Sesuai dengan Namanya, cloud seeding atau penyemaian awan. Kegiatan ini berupa menambahkan zat-zat ke awan dengan menggunakan pesawat. Penambahan “benih” pada awan ini mampu memberikan dorongan pada awan untuk menciptakan hujan lebih cepat dari biasanya. Zat-zat yang dipakai sebagai benih adalah zat yang mengandung unsur klorida yang tinggi.

Klorida berperan penting dalam pekerjaan ini. Seperti yang kita tahu, udara mengandung uap air, ketika sudah mencapai lapisan atmosfer tertentu, uap air tersebut akan menurun suhunya lalu membentuk partikel es yang menggumpal menjadi awan sebelum akhirnya jatuh menjadi hujan. Peran zat klorida dalam hal ini adalah untuk mempercepat uap air berubah menjadi partikel es, sehingga dengan begitu, otomatis turunnya hujan juga menjadi lebih cepat.
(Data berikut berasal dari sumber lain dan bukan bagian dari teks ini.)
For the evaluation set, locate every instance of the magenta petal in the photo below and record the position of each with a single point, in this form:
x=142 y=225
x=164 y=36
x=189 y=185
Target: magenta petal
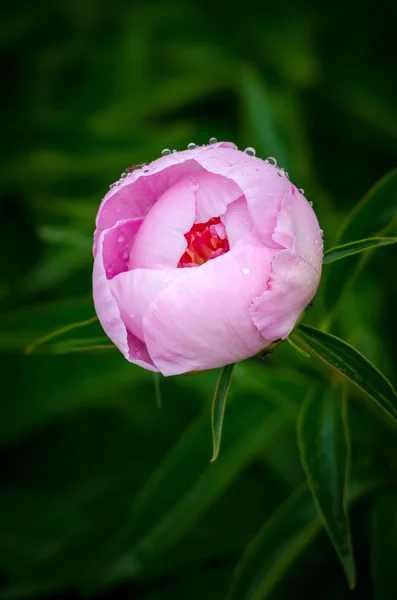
x=108 y=311
x=160 y=242
x=291 y=286
x=201 y=321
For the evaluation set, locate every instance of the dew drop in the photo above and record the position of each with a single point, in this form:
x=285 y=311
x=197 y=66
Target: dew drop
x=193 y=185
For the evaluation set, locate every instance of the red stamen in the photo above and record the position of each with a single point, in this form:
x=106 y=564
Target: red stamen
x=204 y=243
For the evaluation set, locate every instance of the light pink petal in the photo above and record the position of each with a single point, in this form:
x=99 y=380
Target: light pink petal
x=213 y=194
x=262 y=186
x=135 y=290
x=239 y=224
x=108 y=311
x=201 y=321
x=137 y=193
x=298 y=229
x=160 y=241
x=117 y=246
x=291 y=286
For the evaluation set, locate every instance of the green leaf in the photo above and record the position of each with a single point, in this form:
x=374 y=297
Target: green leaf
x=259 y=118
x=355 y=248
x=298 y=349
x=218 y=408
x=24 y=327
x=288 y=531
x=353 y=365
x=170 y=504
x=325 y=454
x=70 y=345
x=369 y=218
x=384 y=548
x=280 y=542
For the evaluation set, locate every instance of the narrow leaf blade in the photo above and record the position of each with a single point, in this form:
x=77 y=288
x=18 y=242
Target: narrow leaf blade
x=372 y=216
x=259 y=118
x=352 y=248
x=275 y=547
x=384 y=546
x=58 y=333
x=218 y=408
x=281 y=540
x=353 y=365
x=325 y=454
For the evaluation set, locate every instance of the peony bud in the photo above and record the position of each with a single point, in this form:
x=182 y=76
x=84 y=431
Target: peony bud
x=203 y=258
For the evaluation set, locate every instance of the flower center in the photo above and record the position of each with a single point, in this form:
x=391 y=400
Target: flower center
x=204 y=242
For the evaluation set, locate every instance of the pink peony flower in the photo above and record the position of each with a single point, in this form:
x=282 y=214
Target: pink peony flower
x=203 y=258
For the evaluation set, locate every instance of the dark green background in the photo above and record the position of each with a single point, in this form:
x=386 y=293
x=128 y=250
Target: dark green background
x=89 y=88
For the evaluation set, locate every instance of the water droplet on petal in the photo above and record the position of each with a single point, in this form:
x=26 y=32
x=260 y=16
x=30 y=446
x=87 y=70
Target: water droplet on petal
x=193 y=185
x=250 y=151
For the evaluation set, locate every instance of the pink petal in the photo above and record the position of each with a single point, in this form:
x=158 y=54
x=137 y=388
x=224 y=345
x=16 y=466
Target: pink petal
x=160 y=241
x=262 y=186
x=292 y=284
x=239 y=223
x=213 y=193
x=117 y=246
x=108 y=311
x=137 y=193
x=201 y=321
x=298 y=229
x=135 y=290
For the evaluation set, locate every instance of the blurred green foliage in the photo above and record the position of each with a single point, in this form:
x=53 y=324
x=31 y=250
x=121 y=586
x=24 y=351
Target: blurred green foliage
x=103 y=493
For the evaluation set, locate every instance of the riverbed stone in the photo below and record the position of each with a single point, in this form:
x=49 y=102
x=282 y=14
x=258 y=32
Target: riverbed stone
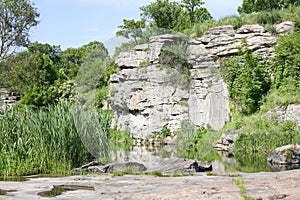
x=288 y=154
x=124 y=167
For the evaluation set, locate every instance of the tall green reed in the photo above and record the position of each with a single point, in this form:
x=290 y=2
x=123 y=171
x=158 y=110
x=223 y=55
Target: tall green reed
x=39 y=141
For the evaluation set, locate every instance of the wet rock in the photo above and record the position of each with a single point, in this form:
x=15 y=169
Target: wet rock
x=124 y=167
x=251 y=28
x=288 y=154
x=285 y=27
x=93 y=163
x=204 y=166
x=182 y=165
x=226 y=142
x=281 y=114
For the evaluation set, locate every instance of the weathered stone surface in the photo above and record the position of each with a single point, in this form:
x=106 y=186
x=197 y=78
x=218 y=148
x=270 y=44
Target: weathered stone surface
x=285 y=27
x=157 y=43
x=146 y=98
x=251 y=28
x=289 y=154
x=225 y=143
x=228 y=29
x=124 y=167
x=263 y=185
x=182 y=165
x=131 y=59
x=291 y=113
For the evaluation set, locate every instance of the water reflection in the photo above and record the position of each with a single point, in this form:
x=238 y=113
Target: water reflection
x=222 y=162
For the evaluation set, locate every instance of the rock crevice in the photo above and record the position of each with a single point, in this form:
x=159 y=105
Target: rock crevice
x=145 y=85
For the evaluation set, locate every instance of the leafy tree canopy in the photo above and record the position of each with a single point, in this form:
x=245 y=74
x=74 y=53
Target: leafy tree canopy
x=132 y=28
x=174 y=15
x=165 y=14
x=17 y=17
x=250 y=6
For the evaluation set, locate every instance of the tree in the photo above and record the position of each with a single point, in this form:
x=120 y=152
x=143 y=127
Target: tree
x=250 y=6
x=248 y=81
x=17 y=17
x=174 y=15
x=164 y=13
x=195 y=11
x=132 y=28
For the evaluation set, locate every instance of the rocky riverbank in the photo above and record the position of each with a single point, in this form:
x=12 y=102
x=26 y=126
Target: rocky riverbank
x=275 y=185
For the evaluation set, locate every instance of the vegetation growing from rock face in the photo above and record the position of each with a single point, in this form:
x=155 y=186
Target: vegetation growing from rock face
x=248 y=81
x=175 y=56
x=250 y=6
x=17 y=18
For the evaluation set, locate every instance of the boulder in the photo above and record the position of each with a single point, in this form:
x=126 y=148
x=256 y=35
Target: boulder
x=281 y=114
x=285 y=27
x=288 y=154
x=182 y=165
x=146 y=98
x=251 y=28
x=226 y=142
x=124 y=167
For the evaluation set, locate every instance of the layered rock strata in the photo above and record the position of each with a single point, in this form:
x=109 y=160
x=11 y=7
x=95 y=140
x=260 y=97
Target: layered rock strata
x=145 y=99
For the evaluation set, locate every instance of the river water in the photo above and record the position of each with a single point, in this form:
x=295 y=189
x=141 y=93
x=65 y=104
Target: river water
x=221 y=162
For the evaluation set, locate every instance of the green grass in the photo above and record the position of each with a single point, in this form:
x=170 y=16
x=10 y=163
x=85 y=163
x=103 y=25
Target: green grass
x=239 y=182
x=155 y=173
x=264 y=18
x=59 y=189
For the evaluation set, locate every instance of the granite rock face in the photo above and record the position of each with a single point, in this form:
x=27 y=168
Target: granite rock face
x=289 y=154
x=145 y=97
x=290 y=113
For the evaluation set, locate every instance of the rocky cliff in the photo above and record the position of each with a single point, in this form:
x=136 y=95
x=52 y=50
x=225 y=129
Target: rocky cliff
x=145 y=99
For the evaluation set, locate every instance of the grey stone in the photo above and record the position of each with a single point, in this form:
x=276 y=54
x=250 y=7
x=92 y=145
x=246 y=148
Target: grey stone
x=288 y=154
x=226 y=142
x=181 y=165
x=124 y=167
x=285 y=27
x=251 y=28
x=148 y=98
x=291 y=113
x=227 y=29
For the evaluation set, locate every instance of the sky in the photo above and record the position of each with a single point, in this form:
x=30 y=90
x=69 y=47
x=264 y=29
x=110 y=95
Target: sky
x=73 y=23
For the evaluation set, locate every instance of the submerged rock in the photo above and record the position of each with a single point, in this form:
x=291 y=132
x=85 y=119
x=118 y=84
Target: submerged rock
x=124 y=167
x=285 y=155
x=182 y=165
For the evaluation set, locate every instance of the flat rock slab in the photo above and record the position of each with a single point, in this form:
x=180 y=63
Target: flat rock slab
x=274 y=185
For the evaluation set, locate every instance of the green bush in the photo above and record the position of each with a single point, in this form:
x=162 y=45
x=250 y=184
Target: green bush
x=248 y=81
x=39 y=141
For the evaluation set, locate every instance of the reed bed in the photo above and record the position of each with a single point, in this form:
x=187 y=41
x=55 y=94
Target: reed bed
x=39 y=141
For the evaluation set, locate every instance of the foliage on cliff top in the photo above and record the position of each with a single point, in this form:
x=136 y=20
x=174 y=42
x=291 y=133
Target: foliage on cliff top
x=265 y=18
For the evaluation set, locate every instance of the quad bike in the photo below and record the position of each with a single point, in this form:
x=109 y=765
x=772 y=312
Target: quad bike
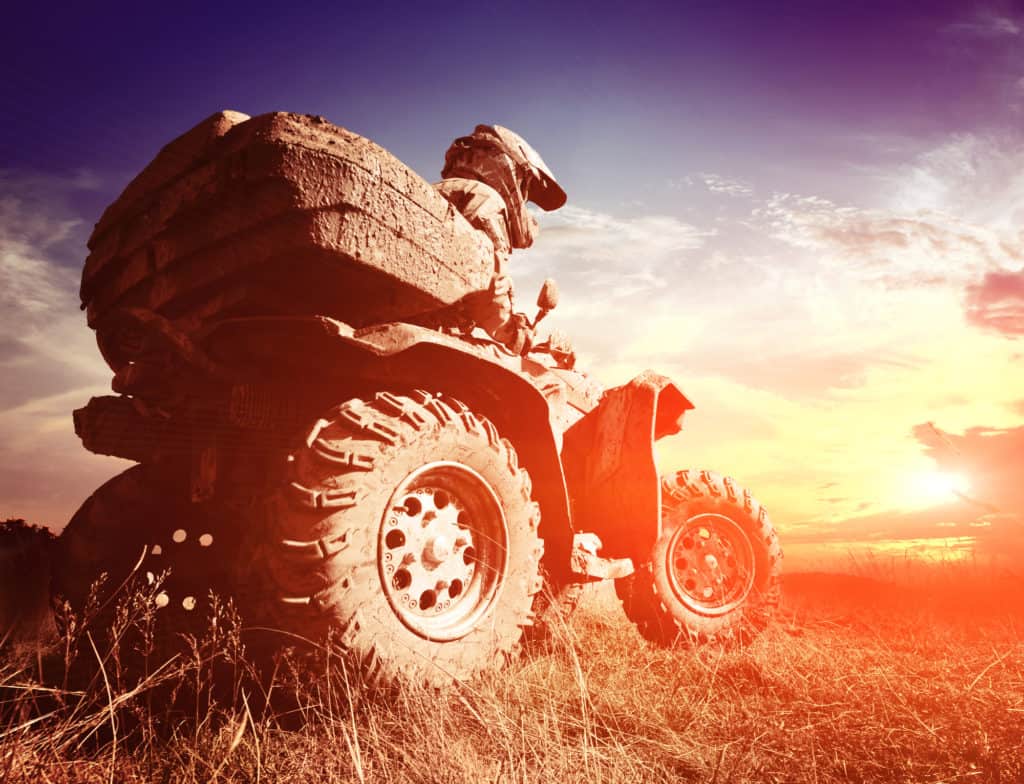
x=423 y=495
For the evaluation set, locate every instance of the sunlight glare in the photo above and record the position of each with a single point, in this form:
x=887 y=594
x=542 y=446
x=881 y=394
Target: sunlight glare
x=936 y=487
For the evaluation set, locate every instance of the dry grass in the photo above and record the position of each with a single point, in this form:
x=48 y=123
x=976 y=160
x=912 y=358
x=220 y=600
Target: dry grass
x=859 y=681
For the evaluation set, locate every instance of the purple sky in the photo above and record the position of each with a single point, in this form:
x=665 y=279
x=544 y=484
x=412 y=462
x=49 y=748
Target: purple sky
x=810 y=213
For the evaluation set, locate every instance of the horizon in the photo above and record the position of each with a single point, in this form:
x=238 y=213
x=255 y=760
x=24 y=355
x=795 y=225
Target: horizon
x=811 y=220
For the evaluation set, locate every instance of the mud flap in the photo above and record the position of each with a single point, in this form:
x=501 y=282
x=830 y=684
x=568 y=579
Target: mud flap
x=610 y=472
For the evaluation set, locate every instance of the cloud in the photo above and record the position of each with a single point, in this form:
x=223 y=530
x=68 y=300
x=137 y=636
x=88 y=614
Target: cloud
x=48 y=358
x=996 y=302
x=715 y=183
x=986 y=24
x=892 y=249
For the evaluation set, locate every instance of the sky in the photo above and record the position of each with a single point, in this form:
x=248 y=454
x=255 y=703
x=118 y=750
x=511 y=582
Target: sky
x=809 y=214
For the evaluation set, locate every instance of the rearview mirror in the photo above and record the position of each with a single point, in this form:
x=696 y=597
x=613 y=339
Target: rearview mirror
x=547 y=300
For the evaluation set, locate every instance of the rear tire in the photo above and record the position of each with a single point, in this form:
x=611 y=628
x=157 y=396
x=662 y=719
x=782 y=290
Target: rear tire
x=714 y=570
x=410 y=533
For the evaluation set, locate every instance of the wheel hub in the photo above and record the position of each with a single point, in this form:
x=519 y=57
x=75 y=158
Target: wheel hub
x=711 y=564
x=443 y=550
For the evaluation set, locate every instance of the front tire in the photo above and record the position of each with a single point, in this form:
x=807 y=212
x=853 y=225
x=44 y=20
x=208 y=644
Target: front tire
x=409 y=531
x=714 y=570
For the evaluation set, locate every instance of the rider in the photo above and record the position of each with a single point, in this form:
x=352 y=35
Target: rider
x=488 y=177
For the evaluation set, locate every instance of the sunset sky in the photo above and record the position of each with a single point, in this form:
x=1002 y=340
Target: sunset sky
x=810 y=214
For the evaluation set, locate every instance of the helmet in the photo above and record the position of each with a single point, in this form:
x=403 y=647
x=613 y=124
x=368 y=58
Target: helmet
x=504 y=161
x=534 y=178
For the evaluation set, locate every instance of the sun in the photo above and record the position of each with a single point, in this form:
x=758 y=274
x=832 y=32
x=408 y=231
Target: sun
x=930 y=487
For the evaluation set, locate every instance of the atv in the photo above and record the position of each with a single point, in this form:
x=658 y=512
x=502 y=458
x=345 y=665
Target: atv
x=308 y=447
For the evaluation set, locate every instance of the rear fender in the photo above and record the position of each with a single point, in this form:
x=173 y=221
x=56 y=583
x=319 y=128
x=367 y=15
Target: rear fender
x=608 y=459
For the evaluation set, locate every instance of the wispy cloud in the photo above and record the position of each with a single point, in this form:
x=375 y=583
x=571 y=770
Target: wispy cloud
x=996 y=302
x=991 y=22
x=715 y=183
x=48 y=358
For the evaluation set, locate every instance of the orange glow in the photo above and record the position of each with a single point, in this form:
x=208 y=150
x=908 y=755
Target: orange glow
x=932 y=487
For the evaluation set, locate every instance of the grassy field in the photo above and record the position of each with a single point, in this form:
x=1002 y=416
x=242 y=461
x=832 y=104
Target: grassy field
x=860 y=680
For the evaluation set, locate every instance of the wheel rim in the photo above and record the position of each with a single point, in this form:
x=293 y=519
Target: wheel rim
x=711 y=564
x=442 y=552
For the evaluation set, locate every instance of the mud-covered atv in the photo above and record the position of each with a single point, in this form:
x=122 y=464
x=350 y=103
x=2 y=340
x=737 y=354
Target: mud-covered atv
x=424 y=496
Cloud Seeding ini bukan hanya sekedar teori belaka, tapi sudah pernah dipraktekkan. Umumnya Cloud seeding ini dilakukan di negara-negara dengan curah hujan rendah seperti di negara-negara Timut Tengah. Uni Emirat Arab contohnya, pada tahun 2015 Negara ini rela merogoh anggaran perbelanjaan negaranya sebesar 5 juta dollar demi untuk mewujudkan Cloud Seeding ini.

Amerika Serikat juga tidak asing dengan manipulasi cuaca. Dari pertengahan 1960-an hingga awal 1980-an, NOAA (Administrasi Kelautan dan Atmosfer Nasional) secara aktif mengejar Proyek STORMFURY, sebuah program untuk modifikasi badai eksperimental. Penyemaian awan secara khusus telah digunakan di Great Plains dan negara bagian barat untuk memerangi kekeringan.

Wyoming baru saja menyelesaikan studi senilai $15 juta selama 10 tahun yang menyimpulkan bahwa penyemaian awan dapat menambahkan, rata-rata, 10 persen lebih banyak salju ke badai yang ada. Di Idaho tahun ini, National Science Foundation mendanai sebagian proyek penelitian untuk menguji penyemaian awan guna meningkatkan hujan salju di dekat komunitas yang dapat digunakan untuk irigasi tanaman dan pembangkit listrik tenaga air.

Bagaimana? Sudah percaya tidak?

Bermain-main dengan cuaca adalah hal yang rumit, tapi itu bukanlah hal yang mustahil bagi ilmu pengetahuan. Tapi kalau dengan pawang hujan, mimin tidak bisa menjelaskan. Biarlah itu hanya sekedar menjadi warisan budaya leluhur kita.